Sobre estas afirmaciones los suscritos, de los cuales varios somos muy amigos del cardenal Sodano y que iniciamos esta relación cuando era Nuncio en Chile, jamás oímos críticas al cardenal Silva Henríquez, con el cual algunos de nosotros teníamos una relación cordial. Por otra parte, el cardenal Sodano presidió una Misa en la Catedral para recordarlo, lo que omite el señor Peña.

También hay que señalar que el cardenal Sodano visitó en La Moneda a la Presidenta de la República, S.E. Michelle Bachelet, y asistió a un almuerzo en el Ministerio de Relaciones ofrecido por el ministro José Antonio Viera-Gallo en que participaron alrededor de 70 personas, de diversas tendencias, la mayor parte miembros de la Concertación de gobierno, como el ex Presidente Patricio Aylwin y el ex ministro Sergio Bitar.

Finalmente el comentarista critica a la Iglesia, por haber trastabillado de allá para acá en el espacio público. No nos referiremos a este reproche porque no le reconocemos autoridad en el tema y sí mucha odiosidad.

Es lamentable el afán del señor Peña de ofender a una de las personas importantes de la Iglesia, que tuvo una destacada labor, reconocida mundialmente”.

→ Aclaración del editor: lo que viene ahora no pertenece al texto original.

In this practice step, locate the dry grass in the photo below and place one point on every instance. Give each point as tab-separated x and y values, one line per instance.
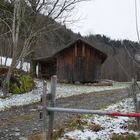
95	127
124	137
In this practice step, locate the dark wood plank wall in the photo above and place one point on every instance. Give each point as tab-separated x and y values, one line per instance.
79	63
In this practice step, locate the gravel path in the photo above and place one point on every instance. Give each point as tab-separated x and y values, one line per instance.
20	123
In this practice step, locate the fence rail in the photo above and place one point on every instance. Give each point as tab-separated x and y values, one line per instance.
48	102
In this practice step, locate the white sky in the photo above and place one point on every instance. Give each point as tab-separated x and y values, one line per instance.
114	18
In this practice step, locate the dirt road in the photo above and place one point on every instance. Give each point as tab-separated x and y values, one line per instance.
20	123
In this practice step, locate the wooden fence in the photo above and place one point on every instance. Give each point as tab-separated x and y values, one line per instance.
48	103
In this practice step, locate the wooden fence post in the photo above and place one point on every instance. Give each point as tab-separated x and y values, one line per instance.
52	104
44	112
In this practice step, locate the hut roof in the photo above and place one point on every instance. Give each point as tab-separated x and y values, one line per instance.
104	55
95	47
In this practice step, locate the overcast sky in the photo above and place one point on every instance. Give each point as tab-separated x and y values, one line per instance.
114	18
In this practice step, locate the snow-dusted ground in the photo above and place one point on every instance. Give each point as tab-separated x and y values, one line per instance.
63	90
110	125
26	66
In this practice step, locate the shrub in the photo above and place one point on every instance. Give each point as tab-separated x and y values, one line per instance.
23	84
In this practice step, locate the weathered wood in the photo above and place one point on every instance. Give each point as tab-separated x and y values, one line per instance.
78	62
52	104
44	112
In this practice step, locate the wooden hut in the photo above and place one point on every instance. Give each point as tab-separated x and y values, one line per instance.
77	62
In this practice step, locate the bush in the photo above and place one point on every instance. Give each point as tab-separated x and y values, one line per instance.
21	84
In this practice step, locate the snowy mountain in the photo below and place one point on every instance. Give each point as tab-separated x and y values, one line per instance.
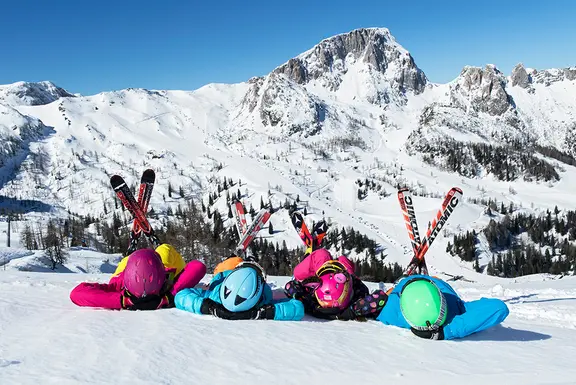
31	94
354	107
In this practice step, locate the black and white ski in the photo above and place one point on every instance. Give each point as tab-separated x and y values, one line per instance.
127	198
450	202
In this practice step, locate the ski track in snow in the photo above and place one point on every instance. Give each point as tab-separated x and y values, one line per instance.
46	339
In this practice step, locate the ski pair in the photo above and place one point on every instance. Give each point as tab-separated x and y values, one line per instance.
247	234
137	208
313	240
421	246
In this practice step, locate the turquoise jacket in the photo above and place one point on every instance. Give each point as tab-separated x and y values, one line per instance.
191	300
463	319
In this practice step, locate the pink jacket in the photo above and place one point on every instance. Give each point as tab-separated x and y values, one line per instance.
109	295
308	267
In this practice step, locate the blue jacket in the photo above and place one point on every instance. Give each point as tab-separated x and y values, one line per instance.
191	300
463	319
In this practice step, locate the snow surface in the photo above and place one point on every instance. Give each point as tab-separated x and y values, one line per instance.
46	339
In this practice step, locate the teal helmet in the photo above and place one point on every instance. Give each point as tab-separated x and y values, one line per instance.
423	305
243	288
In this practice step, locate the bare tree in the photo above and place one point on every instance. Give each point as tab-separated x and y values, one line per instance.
54	251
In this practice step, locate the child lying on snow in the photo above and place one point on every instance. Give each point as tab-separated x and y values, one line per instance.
427	306
431	309
144	280
329	289
238	291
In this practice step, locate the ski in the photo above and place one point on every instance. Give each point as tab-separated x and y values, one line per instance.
407	206
303	232
127	198
448	205
240	217
144	194
257	225
319	232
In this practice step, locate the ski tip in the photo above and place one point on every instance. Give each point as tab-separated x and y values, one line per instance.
116	181
148	175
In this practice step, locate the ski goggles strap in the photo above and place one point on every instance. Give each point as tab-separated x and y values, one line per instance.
254	265
331	266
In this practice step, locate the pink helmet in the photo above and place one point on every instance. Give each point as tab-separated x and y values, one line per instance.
335	289
144	274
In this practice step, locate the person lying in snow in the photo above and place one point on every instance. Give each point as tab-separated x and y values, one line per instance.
329	289
431	309
239	292
144	280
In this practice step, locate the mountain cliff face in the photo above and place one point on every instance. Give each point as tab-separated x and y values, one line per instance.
374	48
31	94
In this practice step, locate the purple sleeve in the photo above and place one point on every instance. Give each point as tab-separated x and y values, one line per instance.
97	295
189	277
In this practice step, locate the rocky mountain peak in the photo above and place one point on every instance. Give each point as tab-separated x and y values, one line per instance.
31	94
482	89
333	57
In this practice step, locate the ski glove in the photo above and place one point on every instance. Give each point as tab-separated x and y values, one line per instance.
150	302
437	334
371	305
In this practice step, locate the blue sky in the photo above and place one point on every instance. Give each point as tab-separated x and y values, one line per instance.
94	46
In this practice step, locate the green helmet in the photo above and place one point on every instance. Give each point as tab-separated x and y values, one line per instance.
423	305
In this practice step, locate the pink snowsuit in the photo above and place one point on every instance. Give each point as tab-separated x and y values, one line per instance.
109	296
308	267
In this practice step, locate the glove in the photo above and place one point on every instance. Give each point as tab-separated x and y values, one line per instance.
294	289
437	334
371	305
150	302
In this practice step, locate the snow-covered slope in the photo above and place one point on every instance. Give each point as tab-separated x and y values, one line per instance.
46	337
353	107
31	94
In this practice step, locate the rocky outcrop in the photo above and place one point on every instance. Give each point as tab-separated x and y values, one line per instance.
482	89
376	47
32	94
520	76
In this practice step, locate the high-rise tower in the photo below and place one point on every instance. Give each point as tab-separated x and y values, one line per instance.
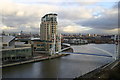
48	33
48	27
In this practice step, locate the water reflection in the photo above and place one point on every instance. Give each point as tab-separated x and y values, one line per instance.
64	67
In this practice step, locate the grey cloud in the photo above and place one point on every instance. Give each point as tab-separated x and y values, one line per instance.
108	21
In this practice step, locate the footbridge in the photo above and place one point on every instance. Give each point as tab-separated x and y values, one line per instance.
107	54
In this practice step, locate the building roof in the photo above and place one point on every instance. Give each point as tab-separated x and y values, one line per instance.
38	40
6	39
49	14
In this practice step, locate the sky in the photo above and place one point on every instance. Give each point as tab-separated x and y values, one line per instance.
74	16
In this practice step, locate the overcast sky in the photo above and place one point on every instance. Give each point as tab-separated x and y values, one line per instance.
74	16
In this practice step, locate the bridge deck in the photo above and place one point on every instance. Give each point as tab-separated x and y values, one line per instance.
88	54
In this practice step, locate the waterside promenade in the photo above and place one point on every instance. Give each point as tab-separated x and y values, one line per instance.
39	58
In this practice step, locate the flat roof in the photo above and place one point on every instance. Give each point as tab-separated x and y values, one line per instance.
6	39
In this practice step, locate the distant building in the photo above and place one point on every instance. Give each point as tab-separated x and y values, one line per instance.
12	53
48	27
7	42
50	41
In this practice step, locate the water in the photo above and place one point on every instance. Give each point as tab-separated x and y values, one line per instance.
64	67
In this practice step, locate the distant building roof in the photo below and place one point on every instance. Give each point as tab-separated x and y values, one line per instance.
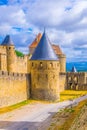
36	41
44	50
73	69
7	41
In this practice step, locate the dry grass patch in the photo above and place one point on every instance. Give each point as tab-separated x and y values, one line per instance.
71	94
64	118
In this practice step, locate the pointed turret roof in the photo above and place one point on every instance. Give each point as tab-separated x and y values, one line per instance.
44	50
73	69
7	41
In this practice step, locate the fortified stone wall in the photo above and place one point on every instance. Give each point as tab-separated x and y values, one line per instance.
62	81
14	88
45	80
21	64
76	81
9	61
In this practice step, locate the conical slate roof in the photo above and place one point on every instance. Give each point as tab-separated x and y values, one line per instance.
73	69
44	50
7	41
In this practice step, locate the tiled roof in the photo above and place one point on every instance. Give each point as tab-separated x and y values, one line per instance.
36	41
73	69
44	50
7	41
57	49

Juan Antonio Álvarez Avendaño, Roberto Angelini Rossi, María Lidia Ariztía Reyes, Enrique Barros Bourie, Ricardo Claro Valdés, Cristóbal Eyzaguirre Baeza, José María Eyzaguirre G., Pablo Granifo Lavín, Luis Grez Jordán, José Tomás Guzmán Dumas, Felipe Joannon Vergara, Rosana Latuf Michelsen, Guillermo Luksic Craig, Arturo Mackenna Iñiguez, Jorge Matetic Riestra, Patricia Matte Larrain, Eliodoro Matte Larrain y Alicia Romo Román.

(El Mercurio, 3 de octubre de 2007).